The roots of funk can be traced to 1962 and the old Sears store at Lincoln and Reading. Here, Bootsy's mom convinced a salesman to sell her a guitar on credit. "It was $29. I don't know how she did it but the man let us walk out with a $29 guitar and I think she put down $2. And let us have it. I had to get a job. I worked at the Enquirer delivering papers for $2.50 a week. And I paid for the guitar."
Not a bad $29 investment. In a few years, Bootsy had moved on to the bass and was playing with the JB's...James Brown's band. "When I got with James Brown he was always tellin' me I wasn't any good. He told everybody else I was great. But to my face, 'nothing....ya need practice, boy. You ain't got the one. You ain't got it."

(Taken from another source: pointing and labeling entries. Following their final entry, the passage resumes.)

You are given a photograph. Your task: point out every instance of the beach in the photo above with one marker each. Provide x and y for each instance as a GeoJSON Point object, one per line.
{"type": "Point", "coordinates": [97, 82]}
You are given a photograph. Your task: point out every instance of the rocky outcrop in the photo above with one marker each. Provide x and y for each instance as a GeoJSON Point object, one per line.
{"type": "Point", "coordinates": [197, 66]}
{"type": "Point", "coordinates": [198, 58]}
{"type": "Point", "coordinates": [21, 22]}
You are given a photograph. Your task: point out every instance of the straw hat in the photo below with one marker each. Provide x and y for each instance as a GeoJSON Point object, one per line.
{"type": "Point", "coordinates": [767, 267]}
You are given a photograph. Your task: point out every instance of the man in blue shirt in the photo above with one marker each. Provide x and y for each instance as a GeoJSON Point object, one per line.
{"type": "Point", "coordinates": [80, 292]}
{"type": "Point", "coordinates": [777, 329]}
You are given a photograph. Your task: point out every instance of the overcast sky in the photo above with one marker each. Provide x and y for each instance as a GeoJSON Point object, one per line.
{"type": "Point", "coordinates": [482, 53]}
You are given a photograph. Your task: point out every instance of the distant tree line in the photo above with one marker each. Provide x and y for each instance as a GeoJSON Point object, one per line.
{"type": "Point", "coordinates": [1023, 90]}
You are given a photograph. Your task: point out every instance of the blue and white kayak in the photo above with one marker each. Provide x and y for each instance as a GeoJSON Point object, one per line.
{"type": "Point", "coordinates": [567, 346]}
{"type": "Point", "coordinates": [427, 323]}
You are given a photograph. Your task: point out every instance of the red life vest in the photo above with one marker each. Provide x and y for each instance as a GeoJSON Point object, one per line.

He practiced and he got it. From James Brown, Bootsy moved on to Parliament-Funkadelic....Bootsy's Rubber Band and more. All because he learned and re-learned how to count to one. "It's the start of everything. It's the start of that first beat...1...2...3....4....ONE..bumdiggadoo doop...BOMB.."
Bootsy Collins is a legendary musician. He's in the Rock and Roll Hall of Fame. But he says making it big isn't what matters. Giving it away is. We caught up with him on a day he was shooting for a new video game....a game that will encourage kids to pick up an instrument and play.
There's a lot of flash and glitter in the stage version of Bootsy Collins. At the heart is the soft-spoken, midwestern humility of a successful man anxious to share the gift. "First of all, I know it's not mine and I know it was a gift. It was given to me. So if it was given to me, why can't I give it to somebody else?"